School Notes: School of Architecture
September/October 2013

Speaking of architecture

In conjunction with the exhibition Everything Loose Will Land—on view through November 9 in the Yale School of Architecture Gallery—Sylvia Lavin presents a talk September 12 titled “Architecture that is Near and Architecture that is Far.” A leading figure in contemporary architectural history, theory, and criticism, Lavin is director of critical studies in the Department of Architecture and Urban Design at UCLA. The exhibition, reframing Frank Lloyd Wright’s famous quip, “Tip the world on its side and everything loose will land in Los Angeles,” explores the intersection of architecture and art during the 1970s in Los Angeles. Other lectures this fall include Georgina Huljich and Marcelo Spina, “Current Dichotomies and the Predicament of the Whole,” October 14; and Toni L. Griffin, “Detroit Future City,” October 31. 

 

Putting architecture on display

Exhibiting architecture is inherently problematic: how do you exhibit something as large and complex as a building or a city, and how can you represent an architectural experience that unfolds in space and time? The fifth annual J. Irwin Miller ’31 Symposium will bring together historians, curators, and practicing architects to explore how architecture has pushed exhibition as a medium in its own right and how exhibitions have shaped the discipline of architecture by posing questions that are historical, theoretical, and critical.

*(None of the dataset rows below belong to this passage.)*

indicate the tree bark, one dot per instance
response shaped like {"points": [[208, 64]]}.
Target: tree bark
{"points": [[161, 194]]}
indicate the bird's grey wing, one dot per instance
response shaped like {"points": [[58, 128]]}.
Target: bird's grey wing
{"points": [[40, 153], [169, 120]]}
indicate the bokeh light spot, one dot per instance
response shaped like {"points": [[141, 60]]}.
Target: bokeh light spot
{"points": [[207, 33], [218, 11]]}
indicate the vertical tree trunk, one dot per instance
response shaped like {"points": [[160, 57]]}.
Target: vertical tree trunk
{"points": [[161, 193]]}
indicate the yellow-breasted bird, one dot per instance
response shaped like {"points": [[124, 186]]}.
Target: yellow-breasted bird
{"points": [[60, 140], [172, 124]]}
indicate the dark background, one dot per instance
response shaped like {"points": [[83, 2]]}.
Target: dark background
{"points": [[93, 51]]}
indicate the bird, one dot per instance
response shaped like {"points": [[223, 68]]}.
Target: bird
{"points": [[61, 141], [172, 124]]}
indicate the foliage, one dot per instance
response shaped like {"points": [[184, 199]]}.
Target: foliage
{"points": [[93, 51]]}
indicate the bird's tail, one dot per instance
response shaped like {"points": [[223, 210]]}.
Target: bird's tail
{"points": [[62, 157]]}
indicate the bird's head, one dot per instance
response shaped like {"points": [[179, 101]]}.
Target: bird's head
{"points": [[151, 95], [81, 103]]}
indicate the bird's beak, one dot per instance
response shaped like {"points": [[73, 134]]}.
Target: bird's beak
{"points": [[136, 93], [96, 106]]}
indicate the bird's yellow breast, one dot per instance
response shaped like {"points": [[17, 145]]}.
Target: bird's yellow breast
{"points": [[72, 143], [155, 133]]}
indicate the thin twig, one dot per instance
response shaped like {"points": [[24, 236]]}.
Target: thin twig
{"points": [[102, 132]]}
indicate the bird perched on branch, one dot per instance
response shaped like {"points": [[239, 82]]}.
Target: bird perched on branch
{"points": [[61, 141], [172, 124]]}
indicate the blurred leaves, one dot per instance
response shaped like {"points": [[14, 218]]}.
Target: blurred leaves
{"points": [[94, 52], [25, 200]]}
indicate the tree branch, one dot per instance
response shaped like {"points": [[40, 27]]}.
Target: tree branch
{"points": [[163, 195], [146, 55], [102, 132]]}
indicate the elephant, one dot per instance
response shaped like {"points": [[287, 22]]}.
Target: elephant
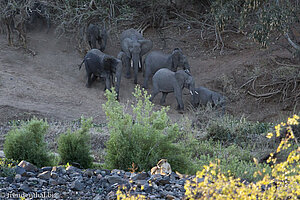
{"points": [[121, 56], [39, 13], [99, 64], [156, 60], [166, 81], [203, 96], [134, 46], [95, 33]]}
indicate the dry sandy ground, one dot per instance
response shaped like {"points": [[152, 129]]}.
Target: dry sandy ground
{"points": [[50, 85]]}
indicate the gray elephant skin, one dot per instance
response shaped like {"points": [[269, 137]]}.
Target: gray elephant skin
{"points": [[156, 60], [38, 13], [134, 45], [167, 81], [99, 64], [97, 34], [203, 96]]}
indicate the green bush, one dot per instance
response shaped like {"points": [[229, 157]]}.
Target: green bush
{"points": [[6, 167], [27, 143], [229, 130], [75, 146], [143, 137]]}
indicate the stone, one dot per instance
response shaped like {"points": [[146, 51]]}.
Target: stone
{"points": [[28, 166], [25, 188], [77, 185], [54, 175], [45, 175], [46, 169], [72, 169], [115, 179], [20, 170], [89, 173], [140, 176]]}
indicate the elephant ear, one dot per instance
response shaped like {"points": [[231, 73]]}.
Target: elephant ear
{"points": [[110, 64], [176, 57], [146, 46], [126, 45], [181, 78]]}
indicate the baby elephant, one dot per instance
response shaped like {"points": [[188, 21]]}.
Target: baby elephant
{"points": [[94, 33], [166, 81], [99, 64], [203, 96], [156, 60]]}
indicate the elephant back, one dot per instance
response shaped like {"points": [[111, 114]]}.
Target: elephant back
{"points": [[132, 34]]}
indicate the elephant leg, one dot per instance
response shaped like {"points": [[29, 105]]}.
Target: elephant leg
{"points": [[154, 93], [89, 79], [178, 96], [141, 64], [93, 42], [127, 66], [136, 70], [107, 82], [163, 98]]}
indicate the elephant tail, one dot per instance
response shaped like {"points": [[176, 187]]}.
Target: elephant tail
{"points": [[81, 64]]}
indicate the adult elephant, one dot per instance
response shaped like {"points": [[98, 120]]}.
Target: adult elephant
{"points": [[167, 81], [134, 46], [203, 96], [95, 33], [156, 60], [99, 64]]}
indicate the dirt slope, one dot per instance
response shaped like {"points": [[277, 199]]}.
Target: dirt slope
{"points": [[50, 85]]}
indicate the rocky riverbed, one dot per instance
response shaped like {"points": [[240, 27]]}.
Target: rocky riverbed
{"points": [[73, 183]]}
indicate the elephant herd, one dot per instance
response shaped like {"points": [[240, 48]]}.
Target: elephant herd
{"points": [[170, 72]]}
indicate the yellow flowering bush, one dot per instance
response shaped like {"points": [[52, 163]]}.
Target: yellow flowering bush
{"points": [[283, 183]]}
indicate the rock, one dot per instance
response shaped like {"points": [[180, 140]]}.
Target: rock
{"points": [[53, 182], [77, 185], [46, 169], [20, 170], [115, 179], [45, 175], [72, 169], [28, 166], [140, 176], [54, 175], [25, 188], [88, 173], [18, 177]]}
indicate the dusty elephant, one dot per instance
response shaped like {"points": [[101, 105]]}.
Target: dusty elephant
{"points": [[156, 60], [166, 81], [203, 96], [99, 64], [97, 34], [134, 46], [39, 13]]}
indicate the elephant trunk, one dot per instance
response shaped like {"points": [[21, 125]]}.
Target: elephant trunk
{"points": [[135, 59]]}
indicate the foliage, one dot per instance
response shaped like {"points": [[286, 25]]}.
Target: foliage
{"points": [[27, 143], [229, 130], [258, 19], [282, 183], [75, 146], [143, 137], [6, 167]]}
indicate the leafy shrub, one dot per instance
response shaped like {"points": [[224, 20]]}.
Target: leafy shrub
{"points": [[75, 146], [281, 183], [143, 137], [27, 143], [241, 132], [6, 167]]}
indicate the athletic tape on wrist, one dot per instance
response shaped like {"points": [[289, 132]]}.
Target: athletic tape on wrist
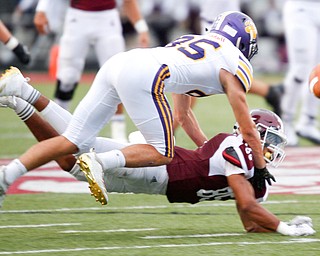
{"points": [[284, 228]]}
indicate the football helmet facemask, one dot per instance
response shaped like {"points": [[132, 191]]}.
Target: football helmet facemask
{"points": [[272, 136], [239, 29]]}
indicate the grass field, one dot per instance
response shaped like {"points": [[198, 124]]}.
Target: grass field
{"points": [[74, 224]]}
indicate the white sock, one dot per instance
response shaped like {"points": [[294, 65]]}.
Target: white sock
{"points": [[112, 159], [13, 171], [77, 173], [56, 116], [23, 109]]}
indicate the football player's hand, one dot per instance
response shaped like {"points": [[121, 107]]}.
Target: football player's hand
{"points": [[22, 53], [262, 175], [302, 230], [300, 220]]}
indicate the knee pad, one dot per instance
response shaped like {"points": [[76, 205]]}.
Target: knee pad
{"points": [[65, 92]]}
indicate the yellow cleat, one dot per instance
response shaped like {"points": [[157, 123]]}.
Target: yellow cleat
{"points": [[94, 174]]}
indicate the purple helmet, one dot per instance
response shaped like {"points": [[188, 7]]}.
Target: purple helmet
{"points": [[272, 136], [239, 29]]}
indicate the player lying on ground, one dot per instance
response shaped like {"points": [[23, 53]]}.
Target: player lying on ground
{"points": [[196, 65], [221, 169]]}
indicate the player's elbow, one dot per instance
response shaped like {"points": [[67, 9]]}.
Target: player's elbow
{"points": [[247, 208]]}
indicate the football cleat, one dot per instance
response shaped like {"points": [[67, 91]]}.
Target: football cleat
{"points": [[310, 133], [3, 185], [292, 138], [11, 82], [274, 96], [8, 102], [92, 169]]}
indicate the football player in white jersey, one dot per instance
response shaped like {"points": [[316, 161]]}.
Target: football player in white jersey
{"points": [[96, 24], [302, 33], [196, 65], [13, 44], [272, 94], [222, 169]]}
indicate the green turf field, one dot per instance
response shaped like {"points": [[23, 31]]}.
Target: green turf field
{"points": [[74, 224]]}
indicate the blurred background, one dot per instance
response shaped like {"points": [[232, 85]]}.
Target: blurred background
{"points": [[167, 19]]}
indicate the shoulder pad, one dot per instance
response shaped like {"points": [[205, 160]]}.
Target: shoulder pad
{"points": [[230, 155]]}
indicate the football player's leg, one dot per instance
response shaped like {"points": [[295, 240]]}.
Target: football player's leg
{"points": [[146, 180], [74, 45], [109, 43]]}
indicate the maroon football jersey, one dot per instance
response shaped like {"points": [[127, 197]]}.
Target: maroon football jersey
{"points": [[93, 5], [198, 175]]}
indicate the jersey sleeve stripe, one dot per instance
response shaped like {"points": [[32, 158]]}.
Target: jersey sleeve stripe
{"points": [[163, 108]]}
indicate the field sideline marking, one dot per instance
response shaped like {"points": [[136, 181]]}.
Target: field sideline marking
{"points": [[110, 208], [108, 231], [290, 241], [41, 225], [192, 236]]}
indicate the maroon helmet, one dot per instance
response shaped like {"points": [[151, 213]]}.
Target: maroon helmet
{"points": [[240, 29]]}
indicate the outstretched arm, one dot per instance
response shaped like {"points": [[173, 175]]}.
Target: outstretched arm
{"points": [[255, 218], [131, 9]]}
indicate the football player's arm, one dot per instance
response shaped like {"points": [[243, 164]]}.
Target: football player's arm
{"points": [[254, 217], [238, 101], [132, 11], [13, 44], [40, 19], [184, 115]]}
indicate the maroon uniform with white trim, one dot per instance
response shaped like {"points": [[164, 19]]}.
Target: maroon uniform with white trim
{"points": [[198, 175], [92, 5]]}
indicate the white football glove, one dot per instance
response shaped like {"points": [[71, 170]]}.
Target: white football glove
{"points": [[302, 230], [300, 220]]}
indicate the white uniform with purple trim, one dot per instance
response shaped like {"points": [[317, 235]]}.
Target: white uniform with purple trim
{"points": [[139, 79]]}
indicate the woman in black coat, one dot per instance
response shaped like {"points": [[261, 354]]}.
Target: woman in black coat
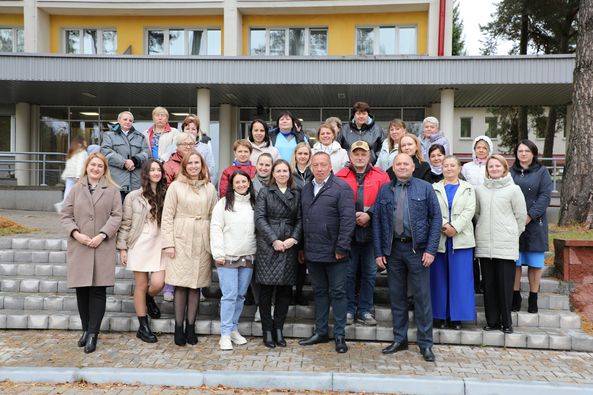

Convened by Associate Professor Eeva-Liisa Pelkonen ’94MEnvD in collaboration with David Andrew Tasman ’11MArch and Carson Chan, the symposium will feature an opening lecture by Paris-based architect Philippe Rahm and a keynote lecture by Barry Bergdoll, professor of architectural history in the Department of Art History and Archaeology at Columbia University and the Philip Johnson Chief Curator of Architecture and Design at the Museum of Modern Art in New York City. “Exhibiting Architecture: A Paradox?” takes place October 3–5.